His wife, Jane, asked university officials to proceed with plans for a groundbreaking that was already scheduled. Hoeppner, two of her children, Hoeppner's mother and sister all attended the ceremony to kick off a $55 million project Hoeppner had lobbied hard for.
Players said they were unaware of the severity of Hoeppner's illness until team meetings Tuesday.
``No one knew,'' fullback Josiah Sears said. ``I don't think the coaches knew till this weekend. They broke the news to us, at 6:30 this morning, that it was a grave situation and that it would be a tough fight. At 7:30 they told us he had passed on.''
Hoeppner had taken three medical leaves since doctors removed a tumor from his right temple in December 2005. But he rarely slowed down.
A little more than a month after the first surgery, he presided over the Hoosiers' signing day news conference. By March 2006, he was going full bore at spring practice.
In mid-September, a CT scan revealed another brain growth. Hoeppner left the team for another operation, but sneaked into Indiana's coaching box three days after surgery to watch his team play Southern Illinois. He missed just two games.

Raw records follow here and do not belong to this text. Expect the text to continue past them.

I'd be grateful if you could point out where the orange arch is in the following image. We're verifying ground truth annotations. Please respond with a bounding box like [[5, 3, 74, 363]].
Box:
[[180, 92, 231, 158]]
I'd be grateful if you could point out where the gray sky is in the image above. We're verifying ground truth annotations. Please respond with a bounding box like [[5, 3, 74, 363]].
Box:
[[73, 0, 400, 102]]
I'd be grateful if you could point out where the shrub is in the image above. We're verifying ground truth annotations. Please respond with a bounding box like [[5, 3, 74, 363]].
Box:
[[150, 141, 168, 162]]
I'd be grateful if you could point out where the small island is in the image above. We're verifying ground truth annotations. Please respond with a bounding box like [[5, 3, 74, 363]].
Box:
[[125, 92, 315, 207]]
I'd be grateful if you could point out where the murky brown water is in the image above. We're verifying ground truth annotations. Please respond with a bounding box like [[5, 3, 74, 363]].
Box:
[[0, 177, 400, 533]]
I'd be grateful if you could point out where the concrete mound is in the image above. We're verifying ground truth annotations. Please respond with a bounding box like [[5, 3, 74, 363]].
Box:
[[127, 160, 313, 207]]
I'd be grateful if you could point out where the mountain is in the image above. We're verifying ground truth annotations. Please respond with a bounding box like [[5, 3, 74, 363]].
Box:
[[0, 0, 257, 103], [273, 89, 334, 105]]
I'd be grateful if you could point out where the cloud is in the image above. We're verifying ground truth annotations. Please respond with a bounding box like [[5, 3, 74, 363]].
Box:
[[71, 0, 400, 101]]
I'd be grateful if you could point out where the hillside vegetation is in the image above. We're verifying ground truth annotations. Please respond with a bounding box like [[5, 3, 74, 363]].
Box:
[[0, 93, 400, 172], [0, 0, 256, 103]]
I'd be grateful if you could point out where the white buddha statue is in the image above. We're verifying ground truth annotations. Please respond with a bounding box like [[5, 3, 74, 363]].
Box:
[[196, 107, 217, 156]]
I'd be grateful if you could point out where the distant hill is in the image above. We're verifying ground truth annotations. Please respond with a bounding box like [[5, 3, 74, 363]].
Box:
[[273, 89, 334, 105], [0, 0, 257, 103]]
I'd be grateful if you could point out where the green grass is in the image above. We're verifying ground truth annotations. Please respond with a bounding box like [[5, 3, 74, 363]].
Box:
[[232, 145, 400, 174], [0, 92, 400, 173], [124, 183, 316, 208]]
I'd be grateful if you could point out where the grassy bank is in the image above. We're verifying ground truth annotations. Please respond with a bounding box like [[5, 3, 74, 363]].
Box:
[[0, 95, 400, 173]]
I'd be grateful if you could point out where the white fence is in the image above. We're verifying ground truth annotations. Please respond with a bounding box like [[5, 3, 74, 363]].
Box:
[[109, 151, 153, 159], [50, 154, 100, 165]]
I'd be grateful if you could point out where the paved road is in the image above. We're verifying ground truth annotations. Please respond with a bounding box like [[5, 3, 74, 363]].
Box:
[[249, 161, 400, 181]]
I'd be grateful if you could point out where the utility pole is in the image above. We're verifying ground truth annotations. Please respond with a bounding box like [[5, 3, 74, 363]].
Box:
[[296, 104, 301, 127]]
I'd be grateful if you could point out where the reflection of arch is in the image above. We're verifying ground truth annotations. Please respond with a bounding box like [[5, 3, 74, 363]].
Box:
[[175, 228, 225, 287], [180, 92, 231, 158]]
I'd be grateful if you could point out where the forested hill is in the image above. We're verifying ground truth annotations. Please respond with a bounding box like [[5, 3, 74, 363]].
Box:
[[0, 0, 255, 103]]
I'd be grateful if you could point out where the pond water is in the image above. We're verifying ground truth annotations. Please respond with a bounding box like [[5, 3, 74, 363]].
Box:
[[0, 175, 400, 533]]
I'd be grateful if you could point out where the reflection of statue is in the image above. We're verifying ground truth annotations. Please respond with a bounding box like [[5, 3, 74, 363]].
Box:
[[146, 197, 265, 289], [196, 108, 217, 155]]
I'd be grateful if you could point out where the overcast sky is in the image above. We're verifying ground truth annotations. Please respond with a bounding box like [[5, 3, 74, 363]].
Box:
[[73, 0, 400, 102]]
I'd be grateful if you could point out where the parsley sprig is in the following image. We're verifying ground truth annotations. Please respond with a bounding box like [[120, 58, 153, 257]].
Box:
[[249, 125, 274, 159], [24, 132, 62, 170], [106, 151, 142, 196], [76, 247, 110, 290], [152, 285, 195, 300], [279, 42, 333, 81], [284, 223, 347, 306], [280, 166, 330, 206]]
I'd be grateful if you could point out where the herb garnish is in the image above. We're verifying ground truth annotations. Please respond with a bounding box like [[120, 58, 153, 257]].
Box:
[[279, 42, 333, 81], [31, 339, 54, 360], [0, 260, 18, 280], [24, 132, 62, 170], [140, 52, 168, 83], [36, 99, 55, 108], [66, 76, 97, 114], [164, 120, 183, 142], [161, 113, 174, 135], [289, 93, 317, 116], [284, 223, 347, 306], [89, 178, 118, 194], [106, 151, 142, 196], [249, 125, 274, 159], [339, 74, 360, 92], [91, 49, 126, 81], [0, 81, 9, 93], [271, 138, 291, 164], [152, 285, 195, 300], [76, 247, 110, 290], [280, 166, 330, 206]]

``The courage he showed through this whole thing was remarkable, just remarkable,'' said receivers coach Billy Lynch, son of the interim coach.
Hoeppner continued making public appearances until late February. On March 18, he announced he was skipping spring practice. He was hospitalized again last week.
Around the Big Ten, conference officials and colleagues offered condolences.
Most notable was Northwestern coach Pat Fitzgerald, who took over when Randy Walker, Hoeppner's predecessor at Miami, died suddenly last summer of an apparent heart attack.
``We all remember the moving reflection he (Hoeppner) gave at coach Walker's memorial service just less than a year ago,'' Fitzgerald said. ``Like coach Walk, he was one of the great role models in our coaching profession. This is a truly sad day for college football.''
Hoeppner grew up a Hoosiers fan, attended college at Franklin, near Indianapolis, and coached on the prep level in his home state.
The exuberant coach drew comparisons to Bill Mallory, who won more games than any other Hoosiers coach. Hoeppner also added a game-day ritual called ``The Walk,'' in which fans and players parade through a parking lot of tailgaters to the stadium.
Winning was more difficult.
In eight seasons as a head coach, six at Miami, Hoeppner was 57-39, and he took the RedHawks to consecutive bowl games in 2003 and 2004. But he went 9-14 in two seasons at Indiana and could not end the Big Ten's longest bowl drought.
But it was always about more than football for Hoeppner. His grandchildren occasionally attended practice, and his wife was a frequent visitor at weekly news conferences.
Hoeppner often discussed the close friendship he had with Pittsburgh Steelers quarterback Ben Roethlisberger, whom he coached at Miami.
``He has been a second father, a teacher and a friend,'' Roethlisberger said in a statement Tuesday. ``He believed in me and I owe everything to him for where I am in life.''
Besides his wife, Hoeppner is survived by three children _ Amy, Allison and Drew _ and four grandchildren _ Tucker, Spencer, Tate and Quinn. Funeral arrangements have not yet been announced.